A defining aspect of the album is reflected in the title: Aureate Gloom (Aureate means to be made of or to resemble gold). The opening track, Bassem Sabry, acts as an indicator for what we can expect to hear as we progress through the album. It’s upbeat and retains some of the band’s original, lo-fi sound while employing a sombre vocal tone to gloomy lyrics, creating a tasteful contrast. Every song has this really interesting quality of messy, guitar-focused instrumentals, in fusion with darker vocals and the occasional delicate riff.
In songs like Virgilian Lots and Estocadas we see temporary deviations from of Montreal’s usual psychedelia into Spanish-style guitar melodies and the scattered electronic sound that has been a mainstay of their recent work. I preferred these songs to some of the others on the tracklist (see Monolithic Egress and Aluminium Crown) as in the latter tracks the wide variety of sounds and ideas were funneled too densely into too short a song. Aluminium Crown starts well with some interesting lyrics and solid 60s-influenced backing, but after a sketchy switch into 90s garage rock and a further evolution into a sort of 70s ballad vibe, the song lost momentum - and my interest. It was a similar story with Monolithic Egress, but this time it was also the hectic feel that took the lo-fi aspect of their style too far.

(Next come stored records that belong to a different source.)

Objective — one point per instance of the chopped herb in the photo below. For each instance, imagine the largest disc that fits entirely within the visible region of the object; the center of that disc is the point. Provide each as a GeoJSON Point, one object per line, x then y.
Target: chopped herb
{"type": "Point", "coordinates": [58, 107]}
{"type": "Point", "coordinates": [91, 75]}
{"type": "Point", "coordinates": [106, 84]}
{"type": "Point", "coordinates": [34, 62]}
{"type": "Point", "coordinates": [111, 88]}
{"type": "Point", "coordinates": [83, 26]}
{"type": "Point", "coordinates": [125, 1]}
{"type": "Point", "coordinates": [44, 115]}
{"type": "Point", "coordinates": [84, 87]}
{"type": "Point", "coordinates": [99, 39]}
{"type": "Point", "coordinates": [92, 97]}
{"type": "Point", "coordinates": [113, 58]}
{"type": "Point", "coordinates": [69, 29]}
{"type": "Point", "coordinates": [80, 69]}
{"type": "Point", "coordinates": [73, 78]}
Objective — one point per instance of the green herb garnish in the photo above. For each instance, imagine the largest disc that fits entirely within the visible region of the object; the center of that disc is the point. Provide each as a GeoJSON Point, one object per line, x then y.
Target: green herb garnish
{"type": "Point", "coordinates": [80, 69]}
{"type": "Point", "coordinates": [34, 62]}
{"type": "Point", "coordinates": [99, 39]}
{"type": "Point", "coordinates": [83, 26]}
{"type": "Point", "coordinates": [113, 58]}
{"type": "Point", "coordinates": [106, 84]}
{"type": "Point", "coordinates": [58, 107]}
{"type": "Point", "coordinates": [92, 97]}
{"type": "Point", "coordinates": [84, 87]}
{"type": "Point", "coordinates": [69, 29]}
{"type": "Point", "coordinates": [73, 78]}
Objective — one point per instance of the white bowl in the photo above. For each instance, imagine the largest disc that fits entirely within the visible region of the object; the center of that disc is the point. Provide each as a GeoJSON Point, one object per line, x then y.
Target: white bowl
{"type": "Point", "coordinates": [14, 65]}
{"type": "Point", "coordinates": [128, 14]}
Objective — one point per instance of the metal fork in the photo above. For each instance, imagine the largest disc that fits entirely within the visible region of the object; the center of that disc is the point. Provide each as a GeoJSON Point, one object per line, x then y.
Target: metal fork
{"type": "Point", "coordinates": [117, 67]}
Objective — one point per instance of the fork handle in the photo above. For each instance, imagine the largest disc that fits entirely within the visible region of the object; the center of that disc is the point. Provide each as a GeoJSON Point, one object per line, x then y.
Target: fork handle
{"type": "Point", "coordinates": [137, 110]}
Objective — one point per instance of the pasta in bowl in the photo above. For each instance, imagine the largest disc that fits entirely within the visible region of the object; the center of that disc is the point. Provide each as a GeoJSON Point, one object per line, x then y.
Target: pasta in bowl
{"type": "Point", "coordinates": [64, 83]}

But moving past these qualms I had with the over-numerous influences within the odd track on Aureate Gloom, of Montreal get all the approval I can grant with Empyrean Abattoir and Like Ashoko’s Inferno Of Memory. Neither of these songs are perfect, in fact the last 70 seconds of Empyrean Abattoir depressed me due to their dip in quality, but the mixture of hard rock guitar, Beatles-style vocals (think Lucy In The Sky With Diamonds), intriguing lyrics, and delectable melodies, is frankly beautiful.
It’s impossible to squeeze all of my opinions into a simple review; I mentioned earlier that each song is like an album – I’ve never come across such a wide variety of influences represented within each track and throughout the album. Their tour is coming to the UK in April, kick-starting at the suitably trendy Haunt in Brighton. I should imagine that both long-time fans and mere opportunists will be flocking to these performances, along with all the fans that this album will bring them. It doesn’t matter if you’re looking for music old or new; picking up a copy of Aureate Gloom is essential to your musical exploration this month.